Nord-kivu : « Les maisons carcérales sentent l’odeur de la mort » (société civile)
Les conditions de détention dans différentes prisons de la province du Nord-Kivu demeurent déplorables, cela malgré multiples alertes des défenseurs des droits humains et acteurs de la société civile.
Un monitoring a été mené dans les prisons de Walikale, Masisi et Munzenze de Goma de Janvier à septembre par cinq organisations de la société civile, un constat amer est ressorti des résultats de ces travaux d’enquête entrepris par FDAPID, HAKI ZANGU, ADK/DDH, HTP et BEDEWA.
Selon les propos de Vicar BATUNDI, coordinateur de l’ONG FDAPID et point focal de ces organisations, c’est inacceptable et anormal de voir qu’au Nord-Kivu les prisons deviennent des mouroirs, en lieu et place des établissements de rééducation: « les detenus obtiennent difficilement un repas par jour, et celui-ci n’est pas équilibré. Il est même arrivé un moment où dans la prison de Masisi, les detenus broutaient les herbes comme des chèvres par manque de la ration alimentaire. Les installations sanitaires n’existent presque pas, et là où elles existent, les détenus sont obligés d’évacuer les matières fécales à mains nues, ce qui les expose à des maladies de la peau. C’est donc inacceptable que les gens soient arrêtés pour mourir en prison alors que la prison devrait être considérée comme une grande université du monde où les gens doivent être rééduqués, afin qu’ils ne puissent plus commettre des infarctions qu’ils auraient commis avant » se plaint Vicar Batundi.
Le rapport rendu public par ces organisations, révèle également que la grande majorité des personnes détenues dans les prisons ayant fait objet de l’enquête, le sont sans qu’aucun jugement ne soit rendu en leur défaveur : « Imaginez lorsqu’on arrête les gens, ils passent plus d’une année dans des prisons sans procès, et dans des conditions inhumaines. Nous avons répertorié beaucoup de cas des tuberculés et des diabetiques dans des prisons, et qui ne bénéficient d’aucune prise en charge médicale. » Souligne le défenseur des droits de l’homme Vicar Batundi.
En plus des violations des droits humains observées, le surpeuplement des prisons constitue également un souci majeur dans la province, comme le souligne le rapport : « les conditions carcerales sont dramatiques parce que d’abord, pour le cas de la prison centrale Munzenze de Goma par exemple, elle avait été construite pour accueillir 300 personnes seulement, mais aujourd’hui nous y avons plus de 3600 personnes. La prison de Walikale qui a une capacité d’accueil de 60 personnes, héberge en ces jours plus de 180 personnes. Pour Masisi c’est un peu léger, parce qu’au moins là on retrouve aujourd’hui 77 détenus. »

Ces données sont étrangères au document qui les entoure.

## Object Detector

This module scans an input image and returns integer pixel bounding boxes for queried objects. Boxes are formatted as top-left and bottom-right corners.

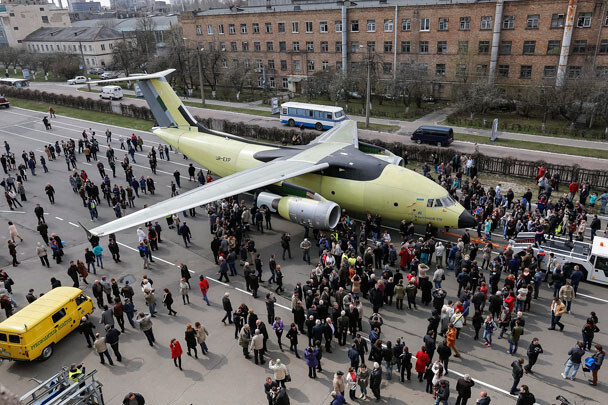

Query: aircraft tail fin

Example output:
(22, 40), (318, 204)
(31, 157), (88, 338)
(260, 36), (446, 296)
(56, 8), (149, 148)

(89, 69), (198, 128)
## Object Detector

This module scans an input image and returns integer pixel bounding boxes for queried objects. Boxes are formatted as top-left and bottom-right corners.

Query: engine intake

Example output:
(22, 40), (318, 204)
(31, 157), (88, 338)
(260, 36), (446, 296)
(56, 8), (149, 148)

(257, 192), (341, 229)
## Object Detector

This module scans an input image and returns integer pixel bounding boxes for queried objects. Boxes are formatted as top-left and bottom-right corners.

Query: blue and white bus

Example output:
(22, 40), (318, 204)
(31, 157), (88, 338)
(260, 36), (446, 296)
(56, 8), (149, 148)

(280, 102), (346, 131)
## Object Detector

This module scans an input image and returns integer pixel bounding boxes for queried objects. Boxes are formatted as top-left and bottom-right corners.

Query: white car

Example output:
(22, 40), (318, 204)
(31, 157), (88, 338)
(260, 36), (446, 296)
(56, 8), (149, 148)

(68, 76), (87, 84)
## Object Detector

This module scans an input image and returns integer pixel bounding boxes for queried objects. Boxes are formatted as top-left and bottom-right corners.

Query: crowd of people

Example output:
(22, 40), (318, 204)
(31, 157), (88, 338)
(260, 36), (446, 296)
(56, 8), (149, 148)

(0, 123), (608, 405)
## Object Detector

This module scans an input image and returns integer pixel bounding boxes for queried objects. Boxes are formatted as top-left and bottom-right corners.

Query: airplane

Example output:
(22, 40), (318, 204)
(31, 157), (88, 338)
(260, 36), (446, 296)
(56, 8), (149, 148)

(83, 69), (476, 238)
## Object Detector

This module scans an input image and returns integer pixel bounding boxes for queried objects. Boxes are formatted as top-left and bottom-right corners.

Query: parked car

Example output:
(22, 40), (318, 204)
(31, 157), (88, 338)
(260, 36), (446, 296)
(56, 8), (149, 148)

(68, 76), (87, 84)
(99, 72), (118, 80)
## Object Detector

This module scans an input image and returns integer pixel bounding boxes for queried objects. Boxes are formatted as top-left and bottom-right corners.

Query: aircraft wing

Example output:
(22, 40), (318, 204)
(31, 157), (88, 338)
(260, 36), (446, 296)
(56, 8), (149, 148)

(311, 120), (359, 149)
(85, 159), (329, 237)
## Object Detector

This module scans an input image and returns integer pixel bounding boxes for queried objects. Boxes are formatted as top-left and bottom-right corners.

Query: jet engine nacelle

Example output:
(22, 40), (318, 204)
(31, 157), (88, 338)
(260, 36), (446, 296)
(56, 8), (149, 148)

(257, 192), (341, 229)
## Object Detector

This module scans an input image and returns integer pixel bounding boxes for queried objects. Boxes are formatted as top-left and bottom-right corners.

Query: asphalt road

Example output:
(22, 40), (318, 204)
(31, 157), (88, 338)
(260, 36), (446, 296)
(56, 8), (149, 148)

(26, 82), (606, 169)
(0, 108), (608, 405)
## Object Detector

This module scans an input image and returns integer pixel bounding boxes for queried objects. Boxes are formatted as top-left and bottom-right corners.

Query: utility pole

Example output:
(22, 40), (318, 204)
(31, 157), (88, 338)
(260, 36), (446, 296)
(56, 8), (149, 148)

(365, 45), (372, 128)
(201, 48), (205, 106)
(78, 41), (91, 91)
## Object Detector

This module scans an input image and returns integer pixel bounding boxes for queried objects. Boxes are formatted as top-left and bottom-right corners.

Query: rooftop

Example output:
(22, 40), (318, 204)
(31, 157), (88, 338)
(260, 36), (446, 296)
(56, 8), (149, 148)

(23, 26), (123, 42)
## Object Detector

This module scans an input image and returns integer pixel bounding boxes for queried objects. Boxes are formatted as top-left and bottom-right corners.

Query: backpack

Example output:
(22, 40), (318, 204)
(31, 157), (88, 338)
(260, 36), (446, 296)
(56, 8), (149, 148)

(583, 356), (595, 372)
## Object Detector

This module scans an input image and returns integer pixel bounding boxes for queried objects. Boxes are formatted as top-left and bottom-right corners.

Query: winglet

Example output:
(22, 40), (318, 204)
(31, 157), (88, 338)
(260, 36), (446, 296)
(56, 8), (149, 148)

(78, 222), (99, 246)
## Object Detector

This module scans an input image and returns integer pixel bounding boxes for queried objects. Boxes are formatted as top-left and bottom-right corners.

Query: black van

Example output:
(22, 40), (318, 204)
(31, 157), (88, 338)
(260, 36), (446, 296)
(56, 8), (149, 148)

(411, 125), (454, 146)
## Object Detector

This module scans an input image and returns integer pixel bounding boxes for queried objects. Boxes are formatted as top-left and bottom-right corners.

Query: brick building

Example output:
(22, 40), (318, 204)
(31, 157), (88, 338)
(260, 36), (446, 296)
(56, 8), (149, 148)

(179, 0), (608, 97)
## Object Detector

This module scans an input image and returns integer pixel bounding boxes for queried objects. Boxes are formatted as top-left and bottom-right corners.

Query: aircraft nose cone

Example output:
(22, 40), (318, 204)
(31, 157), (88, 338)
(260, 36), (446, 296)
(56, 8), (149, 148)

(458, 210), (477, 228)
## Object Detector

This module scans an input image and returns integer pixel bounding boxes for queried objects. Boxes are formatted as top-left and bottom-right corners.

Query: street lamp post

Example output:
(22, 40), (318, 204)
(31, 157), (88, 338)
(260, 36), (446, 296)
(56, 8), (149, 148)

(196, 47), (205, 106)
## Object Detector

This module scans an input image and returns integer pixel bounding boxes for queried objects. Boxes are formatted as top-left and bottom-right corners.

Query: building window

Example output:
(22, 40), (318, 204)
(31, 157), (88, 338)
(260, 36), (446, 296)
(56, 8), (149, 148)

(435, 63), (445, 76)
(498, 41), (512, 55)
(595, 66), (608, 79)
(526, 14), (540, 30)
(384, 20), (393, 32)
(498, 65), (509, 77)
(551, 14), (565, 28)
(519, 65), (532, 79)
(523, 41), (536, 55)
(572, 40), (587, 54)
(458, 41), (469, 55)
(479, 15), (492, 30)
(502, 15), (515, 30)
(567, 66), (583, 79)
(456, 63), (467, 77)
(543, 66), (557, 79)
(460, 17), (471, 31)
(437, 41), (448, 54)
(420, 18), (431, 32)
(475, 65), (488, 77)
(576, 13), (591, 28)
(478, 41), (490, 55)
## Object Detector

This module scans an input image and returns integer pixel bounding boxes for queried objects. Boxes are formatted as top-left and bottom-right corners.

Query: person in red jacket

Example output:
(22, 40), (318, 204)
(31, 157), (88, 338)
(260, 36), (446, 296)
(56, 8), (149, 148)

(416, 346), (430, 382)
(198, 274), (211, 305)
(568, 181), (578, 201)
(169, 338), (184, 370)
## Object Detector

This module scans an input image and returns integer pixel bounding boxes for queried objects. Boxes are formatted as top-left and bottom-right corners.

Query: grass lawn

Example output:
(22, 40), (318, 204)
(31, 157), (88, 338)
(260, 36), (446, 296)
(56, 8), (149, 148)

(454, 133), (608, 159)
(445, 111), (605, 139)
(10, 98), (154, 131)
(291, 96), (443, 121)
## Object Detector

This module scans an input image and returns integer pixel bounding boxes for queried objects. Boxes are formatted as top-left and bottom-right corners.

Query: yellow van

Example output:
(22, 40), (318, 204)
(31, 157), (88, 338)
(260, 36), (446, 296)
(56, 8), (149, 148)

(0, 287), (94, 361)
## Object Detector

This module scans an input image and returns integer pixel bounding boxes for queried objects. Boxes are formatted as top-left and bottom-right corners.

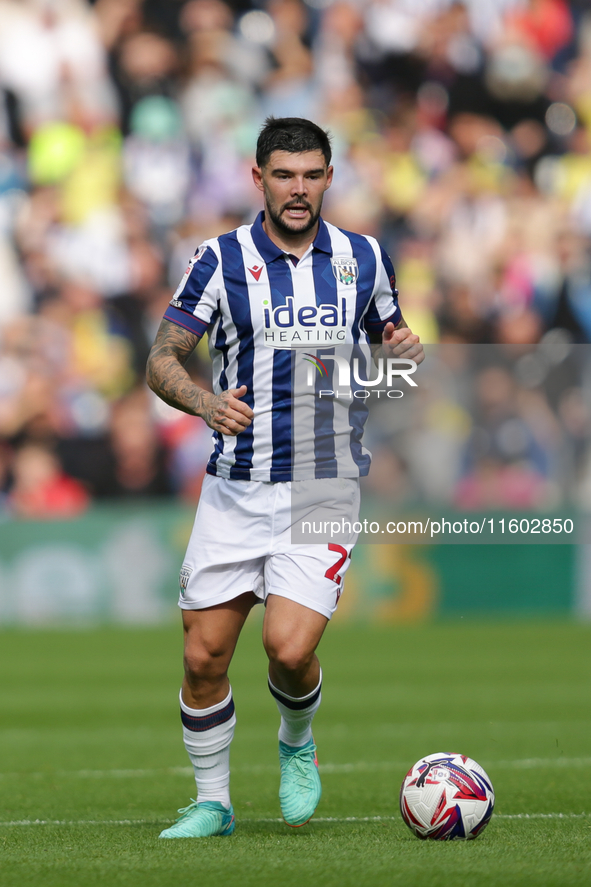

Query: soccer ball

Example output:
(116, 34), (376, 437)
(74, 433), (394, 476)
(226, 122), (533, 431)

(400, 753), (495, 841)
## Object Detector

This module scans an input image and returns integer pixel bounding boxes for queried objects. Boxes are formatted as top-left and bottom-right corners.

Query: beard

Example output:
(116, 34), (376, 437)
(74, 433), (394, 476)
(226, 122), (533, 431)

(265, 200), (322, 234)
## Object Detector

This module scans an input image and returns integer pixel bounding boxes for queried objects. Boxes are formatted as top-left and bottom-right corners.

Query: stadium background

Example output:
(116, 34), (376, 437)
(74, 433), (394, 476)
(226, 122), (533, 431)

(0, 0), (591, 625)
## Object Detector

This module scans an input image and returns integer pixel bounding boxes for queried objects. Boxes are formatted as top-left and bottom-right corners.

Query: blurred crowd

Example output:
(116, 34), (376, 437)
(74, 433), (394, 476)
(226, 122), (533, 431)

(0, 0), (591, 518)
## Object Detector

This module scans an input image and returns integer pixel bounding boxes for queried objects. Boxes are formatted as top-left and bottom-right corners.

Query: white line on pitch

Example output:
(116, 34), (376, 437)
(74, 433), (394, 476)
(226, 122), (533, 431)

(0, 813), (591, 828)
(0, 758), (591, 779)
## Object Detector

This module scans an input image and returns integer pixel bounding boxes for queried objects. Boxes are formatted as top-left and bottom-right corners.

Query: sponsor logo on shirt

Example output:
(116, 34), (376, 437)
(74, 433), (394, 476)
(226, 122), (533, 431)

(263, 296), (347, 348)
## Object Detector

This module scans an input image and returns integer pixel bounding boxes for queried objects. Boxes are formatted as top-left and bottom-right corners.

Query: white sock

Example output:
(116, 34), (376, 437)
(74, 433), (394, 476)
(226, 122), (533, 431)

(180, 688), (236, 807)
(269, 669), (322, 748)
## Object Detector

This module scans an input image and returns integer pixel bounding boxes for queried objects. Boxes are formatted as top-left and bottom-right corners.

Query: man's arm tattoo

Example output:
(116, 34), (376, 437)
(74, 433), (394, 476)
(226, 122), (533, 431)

(146, 320), (211, 421)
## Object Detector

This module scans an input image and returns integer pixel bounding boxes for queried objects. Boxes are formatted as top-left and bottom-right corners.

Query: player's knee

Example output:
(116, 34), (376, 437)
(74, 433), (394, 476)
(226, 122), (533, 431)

(184, 647), (228, 683)
(266, 642), (314, 674)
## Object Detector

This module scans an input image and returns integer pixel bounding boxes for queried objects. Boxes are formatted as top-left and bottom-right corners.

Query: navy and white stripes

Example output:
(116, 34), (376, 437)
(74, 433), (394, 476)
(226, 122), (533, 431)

(164, 213), (400, 481)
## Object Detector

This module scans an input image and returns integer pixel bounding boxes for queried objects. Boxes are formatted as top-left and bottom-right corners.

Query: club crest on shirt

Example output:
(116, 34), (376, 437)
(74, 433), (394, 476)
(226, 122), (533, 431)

(179, 564), (193, 597)
(330, 256), (359, 286)
(170, 245), (207, 308)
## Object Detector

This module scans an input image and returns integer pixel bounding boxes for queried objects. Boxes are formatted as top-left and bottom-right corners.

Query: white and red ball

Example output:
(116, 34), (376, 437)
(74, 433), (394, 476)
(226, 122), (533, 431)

(400, 752), (495, 841)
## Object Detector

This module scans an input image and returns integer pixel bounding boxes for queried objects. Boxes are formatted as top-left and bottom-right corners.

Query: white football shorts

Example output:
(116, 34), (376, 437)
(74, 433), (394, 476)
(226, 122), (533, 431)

(179, 474), (359, 619)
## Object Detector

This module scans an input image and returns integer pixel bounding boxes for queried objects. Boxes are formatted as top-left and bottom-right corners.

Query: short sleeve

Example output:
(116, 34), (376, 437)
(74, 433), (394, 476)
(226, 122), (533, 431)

(364, 247), (402, 333)
(164, 244), (219, 338)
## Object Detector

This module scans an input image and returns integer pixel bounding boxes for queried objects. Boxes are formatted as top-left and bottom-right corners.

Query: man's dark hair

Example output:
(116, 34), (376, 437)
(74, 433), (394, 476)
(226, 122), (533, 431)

(256, 117), (332, 168)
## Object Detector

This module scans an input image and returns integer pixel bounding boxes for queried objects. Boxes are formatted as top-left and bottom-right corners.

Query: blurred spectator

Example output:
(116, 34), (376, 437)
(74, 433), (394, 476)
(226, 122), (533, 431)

(8, 443), (90, 520)
(0, 0), (591, 516)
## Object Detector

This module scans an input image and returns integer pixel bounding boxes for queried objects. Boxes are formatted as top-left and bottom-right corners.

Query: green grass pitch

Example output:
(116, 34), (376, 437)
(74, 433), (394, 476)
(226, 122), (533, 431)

(0, 617), (591, 887)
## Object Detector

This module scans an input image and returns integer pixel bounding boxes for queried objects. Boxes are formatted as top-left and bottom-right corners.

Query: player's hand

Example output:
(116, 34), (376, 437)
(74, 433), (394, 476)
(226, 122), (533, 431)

(382, 322), (425, 364)
(199, 385), (254, 437)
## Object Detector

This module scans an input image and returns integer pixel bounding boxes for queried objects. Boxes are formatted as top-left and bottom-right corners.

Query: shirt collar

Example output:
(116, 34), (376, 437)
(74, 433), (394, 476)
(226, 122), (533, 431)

(251, 211), (332, 263)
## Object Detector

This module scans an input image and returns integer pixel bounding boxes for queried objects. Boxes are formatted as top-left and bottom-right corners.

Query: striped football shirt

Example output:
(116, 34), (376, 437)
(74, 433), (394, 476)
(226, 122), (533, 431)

(164, 213), (400, 482)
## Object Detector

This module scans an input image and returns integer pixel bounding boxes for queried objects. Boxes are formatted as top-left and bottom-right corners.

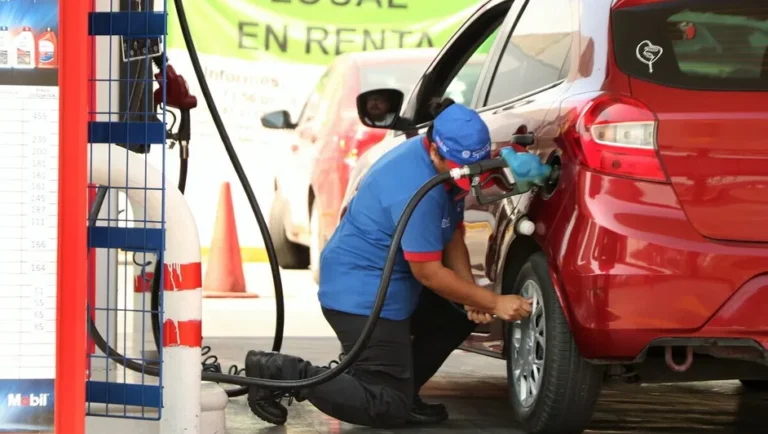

La situation des détenus sans procès fait aussi largement parler dans ce rapport, qui révèle que: « Pour le cas par exemple de Munzenze seulement 19% des détenus sont condamnés, et tous les autres sont des prevenus dont parmi eux il y a ceux qui ont déjà passé plus d’une année sans connaître des procès. Pour le cas de Walikale, il y a seulement 12 condamnés ce qui represente 6,3% et pour la prison de Masisi c’est 1 condamnés soit 1,07%; une réalité inacceptable parce que normalement la prison est faite pour heberger les personnes condamnées, mais lorsque elle devient une habitation des prévenus, c’est tout un problème » a déclaré Vicar Batundi.
Dans ce même rapport du monitoring, dépuis le mois de Janvier jusqu’au 7 Septembre 2023, 80 personnes mortes dans ces 3 prisons dont 24 dans la prison de Goma, 19 dans la prison de Walikale et 43 dans la prison de Masisi.